USDA: Time For Action on Hemp… Still

For U.S. hemp it’s time to get real, time for action not platitudes. Only legal 4 years now, acreages harvested are falling dramatically two years running, 1/3 of the crops are noncompliant, bankruptcies frequent, and farmers and processors are losing interest and money fast. We need to make the pivot from hemp for Cannabinoids to hemp for the other 24,999 uses.
If USDA has $20 million just to gather data that seed vendors should rightly be gathering instead, then this project is a no-brainer. Besides, doesn’t AOSCA certification mean anything, anymore? If so, those cultivars should be compliant and productive across the country with no further expensive research needed to validate them at taxpayer expense. Especially since those data are mostly for states hostile to traditional field hemp, with its male pollen making enemies downwind. California has long been the most hostile, read about that here, here, here, here, here, and here. Like in California, Washington hemp was sabotaged years ago by those purportedly on our side; today it is so non-existent as to almost be an oxymoron. Oregon is all about that Types 1 and 3, so no one wants hemp pollen seeding their bud. Idaho was the last state to legalize hemp and recently wanted to ban all Cannabis, and Montana already has an entity duplicating this work.
That $20 million could have financed two seed and/or fiber processing plants, which is where the bottlenecks actually are. Meanwhile, seed for food is hemp’s first billion-dollar segment and 90% of Canadian hemp today. Food is not only the largest existing hemp segment, it’s also the most profitable and easiest way for existing businesses to “get into hemp.” Not even necessarily requiring land, equipment, or a factory to get started, hempseed foods have the most potential to grow, democratize and diversify the hemp industry, making it the most accessible segment for bootstrapped start-ups.
As we’ve seen in China, Canada, and Europe, the hemp industry will not succeed without government grants for processing infrastructure and basic science.Seed and fiber need to work together in the future, since where there is hempseed there is way more fiber, and often where there is fiber there is seed. Some fiber uses require harvesting before flowering and thus no seed, but other fiber applications do not.
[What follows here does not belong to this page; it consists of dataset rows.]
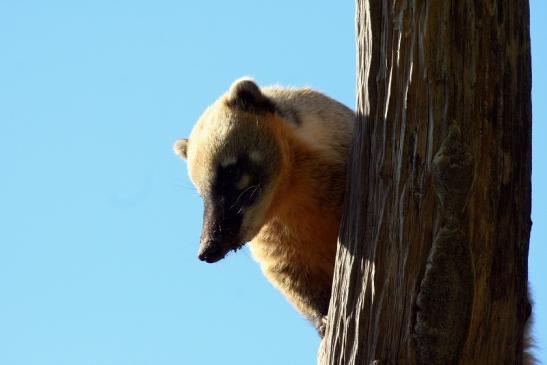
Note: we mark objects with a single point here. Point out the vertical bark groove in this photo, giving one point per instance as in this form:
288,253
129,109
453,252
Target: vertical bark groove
422,65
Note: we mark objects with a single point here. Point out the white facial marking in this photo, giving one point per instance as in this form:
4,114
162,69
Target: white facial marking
255,156
243,182
228,161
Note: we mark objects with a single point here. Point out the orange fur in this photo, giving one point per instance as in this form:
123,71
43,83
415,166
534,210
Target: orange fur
297,245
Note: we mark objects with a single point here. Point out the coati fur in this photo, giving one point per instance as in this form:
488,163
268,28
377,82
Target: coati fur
270,165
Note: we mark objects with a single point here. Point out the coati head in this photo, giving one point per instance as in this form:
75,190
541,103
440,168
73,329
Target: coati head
234,158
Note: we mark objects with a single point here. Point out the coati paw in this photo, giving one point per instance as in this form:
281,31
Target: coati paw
322,326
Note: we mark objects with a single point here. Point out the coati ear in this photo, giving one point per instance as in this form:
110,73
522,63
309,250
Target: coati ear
245,95
180,148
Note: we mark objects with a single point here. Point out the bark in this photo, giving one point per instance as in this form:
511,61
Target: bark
432,261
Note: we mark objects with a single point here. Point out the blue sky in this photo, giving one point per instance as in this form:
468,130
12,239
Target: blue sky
99,223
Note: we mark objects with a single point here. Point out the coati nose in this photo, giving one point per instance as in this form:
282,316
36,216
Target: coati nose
210,254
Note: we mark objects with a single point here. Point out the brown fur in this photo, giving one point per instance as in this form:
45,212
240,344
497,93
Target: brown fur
302,138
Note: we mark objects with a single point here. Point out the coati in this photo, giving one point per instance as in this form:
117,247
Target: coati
270,166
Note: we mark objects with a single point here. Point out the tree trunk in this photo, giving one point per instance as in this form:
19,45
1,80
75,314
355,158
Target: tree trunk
432,260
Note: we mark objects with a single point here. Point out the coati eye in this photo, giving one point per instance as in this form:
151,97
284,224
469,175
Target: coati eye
231,173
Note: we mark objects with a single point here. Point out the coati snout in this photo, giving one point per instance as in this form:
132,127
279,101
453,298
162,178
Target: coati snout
221,230
269,164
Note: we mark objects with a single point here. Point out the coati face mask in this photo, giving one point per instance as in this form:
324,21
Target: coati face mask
233,160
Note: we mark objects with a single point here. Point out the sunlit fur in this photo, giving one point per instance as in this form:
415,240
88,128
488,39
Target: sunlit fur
293,226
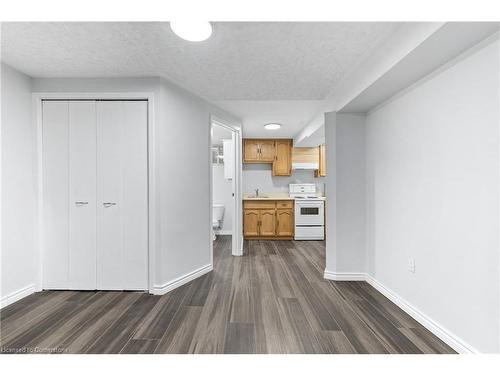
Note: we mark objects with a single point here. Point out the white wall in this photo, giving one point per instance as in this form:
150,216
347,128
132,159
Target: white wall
259,176
183,215
222,190
345,194
432,195
18,194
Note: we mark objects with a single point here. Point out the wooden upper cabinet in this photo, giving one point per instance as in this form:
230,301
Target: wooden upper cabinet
267,151
284,222
267,223
250,223
282,165
258,150
251,151
321,172
275,151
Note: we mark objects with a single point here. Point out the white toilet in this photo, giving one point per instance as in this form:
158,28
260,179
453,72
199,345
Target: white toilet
217,215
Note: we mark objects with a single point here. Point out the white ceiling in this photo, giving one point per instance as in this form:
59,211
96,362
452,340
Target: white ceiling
293,115
241,61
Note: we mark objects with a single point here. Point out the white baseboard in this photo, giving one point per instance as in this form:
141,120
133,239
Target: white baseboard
449,338
223,232
171,285
17,295
344,276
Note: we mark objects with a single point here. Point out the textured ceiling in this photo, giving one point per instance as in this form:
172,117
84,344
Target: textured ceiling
241,61
293,115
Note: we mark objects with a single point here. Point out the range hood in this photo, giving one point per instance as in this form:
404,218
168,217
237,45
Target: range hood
312,166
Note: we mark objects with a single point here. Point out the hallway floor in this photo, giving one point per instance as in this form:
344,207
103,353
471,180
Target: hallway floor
272,300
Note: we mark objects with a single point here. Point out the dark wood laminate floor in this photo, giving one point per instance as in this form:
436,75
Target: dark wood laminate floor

These projects need to allow farmers to harvest and process both in order to maximize returns. Cannabinoids should not be an explicit part of the project, although it is understood trichomes (CBD and essential oil) may be harvested as a tertiary processing stream resource.Therefore USDA should make a grant to any domestic entity for projects:

  • Able to sign up enough farms for 100,000 acres minimum for seed and fiber processing before launching
  • A minimum of $50 million up to $750 million per project, amount decided by a team just for this purpose, up to and including 100%
  • For production of primary materials and/or branded CPGs
  • It must be able to produce and process both the stalk and seed, processing all of both except for normal losses, not cannabinoids
  • Should be used as a food security project, and as a model to duplicate elsewhere
  • USDA shouldn’t limit it by state but entities can, to create a state-branded line
  • Foreign ownership limited to 5% maximum
  • Any type of entity legal structure
  • Project must last 15 years minimum
  • Farmers must not be in an asynchronous position to the entity, best if farmer-owned
  • All pricing forecasts must be fair to the farmer and account for transport costs
  • Mandating certified varieties only discourages innovation
  • Genetic and ownership transparency
  • Genetic engineering such as CRISPR allowed, but not fermentation; must be phyto Cannabis, any subspecies
  • Entities must have track record for farming or processing, but not marijuana
  • Goal should be 500,000 acres, then 10 million acres, then 100 million (equaling current corn and soy production)
  • Make it easy to apply, with few hurdles

Frame it as a “Marshall Plan for Hemp.” It’s fitting as it heals generations of “regulatory bombing” of the hemp community by the federal government:

The Marshall Plan was a U.S. program providing aid to Western Europe following the devastation of World War II. It was enacted in 1948 and provided more than $15 billion to help finance rebuilding efforts on the continent. The brainchild of U.S. Secretary of State George C. Marshall, for whom it was named, it was crafted as a four-year plan to reconstruct cities, industries and infrastructure heavily damaged during the war and to remove trade barriers between European neighbors—as well as foster commerce between those countries and the United States.